Approach: Bilayer phantoms were produced with top and bottom layers made of material with different Raman spectroscopy signatures, i.e., poly(dimethylsiloxane) polymer (PDMS) and Nylon. The top layer of PDMS had different values of absorption and reduced elastic scattering coefficients, as well as a thickness up to $\sim 3\mathrm{mm}$ . A metric was used, called spectral angle mapper, that allowed for comparing SORS measurements with reference spectra of pure PDMS and Nylon. That metric was used to develop a technique predicting sensing depth for different values of spatial offset. A proof-of-concept study was performed to assess the performance of the method in biological tissue, demonstrating detectability of protein-rich tissue across layers of Intralipid and porcine fat to simulate the optical properties of human adipose tissue.

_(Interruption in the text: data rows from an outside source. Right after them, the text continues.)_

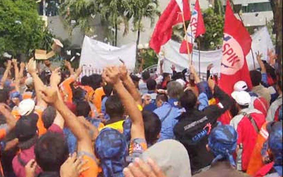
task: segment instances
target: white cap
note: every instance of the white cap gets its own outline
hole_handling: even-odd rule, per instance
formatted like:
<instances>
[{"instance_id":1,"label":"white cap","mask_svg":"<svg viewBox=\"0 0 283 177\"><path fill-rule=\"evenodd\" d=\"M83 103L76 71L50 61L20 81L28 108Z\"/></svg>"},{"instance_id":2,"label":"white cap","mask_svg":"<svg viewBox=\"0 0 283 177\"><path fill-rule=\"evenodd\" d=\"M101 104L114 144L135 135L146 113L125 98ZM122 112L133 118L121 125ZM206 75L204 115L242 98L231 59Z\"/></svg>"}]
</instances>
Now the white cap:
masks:
<instances>
[{"instance_id":1,"label":"white cap","mask_svg":"<svg viewBox=\"0 0 283 177\"><path fill-rule=\"evenodd\" d=\"M234 91L245 91L248 88L247 83L243 81L238 81L234 85Z\"/></svg>"},{"instance_id":2,"label":"white cap","mask_svg":"<svg viewBox=\"0 0 283 177\"><path fill-rule=\"evenodd\" d=\"M185 85L186 85L186 82L184 81L184 80L182 79L178 79L176 80L176 82L179 82L181 85L182 85L182 86L183 87L185 86Z\"/></svg>"},{"instance_id":3,"label":"white cap","mask_svg":"<svg viewBox=\"0 0 283 177\"><path fill-rule=\"evenodd\" d=\"M231 94L237 103L241 106L249 106L251 100L250 94L245 91L235 91Z\"/></svg>"},{"instance_id":4,"label":"white cap","mask_svg":"<svg viewBox=\"0 0 283 177\"><path fill-rule=\"evenodd\" d=\"M35 103L33 100L24 99L19 105L19 113L21 116L28 115L33 112L35 106Z\"/></svg>"}]
</instances>

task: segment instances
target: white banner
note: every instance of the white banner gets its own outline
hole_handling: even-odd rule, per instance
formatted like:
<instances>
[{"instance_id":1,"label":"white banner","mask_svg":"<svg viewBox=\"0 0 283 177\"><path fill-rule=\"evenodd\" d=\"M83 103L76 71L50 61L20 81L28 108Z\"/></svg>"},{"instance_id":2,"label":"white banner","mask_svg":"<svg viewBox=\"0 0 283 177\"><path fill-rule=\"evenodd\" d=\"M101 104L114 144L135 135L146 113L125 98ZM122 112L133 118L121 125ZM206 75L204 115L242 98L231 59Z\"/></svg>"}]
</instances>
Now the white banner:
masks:
<instances>
[{"instance_id":1,"label":"white banner","mask_svg":"<svg viewBox=\"0 0 283 177\"><path fill-rule=\"evenodd\" d=\"M254 53L256 68L259 67L259 65L256 61L255 53L258 50L263 54L262 59L267 59L267 51L268 49L274 49L274 46L270 36L268 33L267 28L264 27L251 36L253 40L252 48ZM181 44L172 40L169 40L166 44L162 46L162 50L164 56L159 56L164 58L163 71L164 72L172 73L170 67L172 64L176 67L177 72L182 71L185 68L188 68L189 60L187 54L181 54L179 53L179 49ZM205 76L206 73L206 68L209 64L213 63L214 67L212 70L212 73L220 73L220 65L222 57L222 49L210 51L200 51L200 72L202 75ZM197 72L199 72L199 51L193 50L192 59L193 65ZM251 52L246 57L247 62L250 70L254 69L254 62ZM160 68L159 62L158 69Z\"/></svg>"},{"instance_id":2,"label":"white banner","mask_svg":"<svg viewBox=\"0 0 283 177\"><path fill-rule=\"evenodd\" d=\"M102 71L106 67L118 65L123 61L127 68L133 71L136 63L136 45L133 43L119 48L85 36L82 47L80 66Z\"/></svg>"}]
</instances>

Results: A total of 60 optical phantoms with varying optical properties and top layer thicknesses were imaged and processed to estimate sampling depth as a function of spatial offset. The study demonstrated the detectability of the underlying Nylon layer across a PDMS layer up to 3 mm in thickness. Similarly, the detectability of protein-rich tissue was demonstrated across layers of Intralipid up to 3 mm thick and $<2\mathrm{mm}$ for porcine fat.

Conclusions: We showed the feasibility of using bilayer solid optical phantoms to create correlation curves between the optimal spatial offset for a desired probed depth given the optical properties of the top layer. The technique could facilitate the clinical translation of SORS measurements for tumor detection and margins assessment.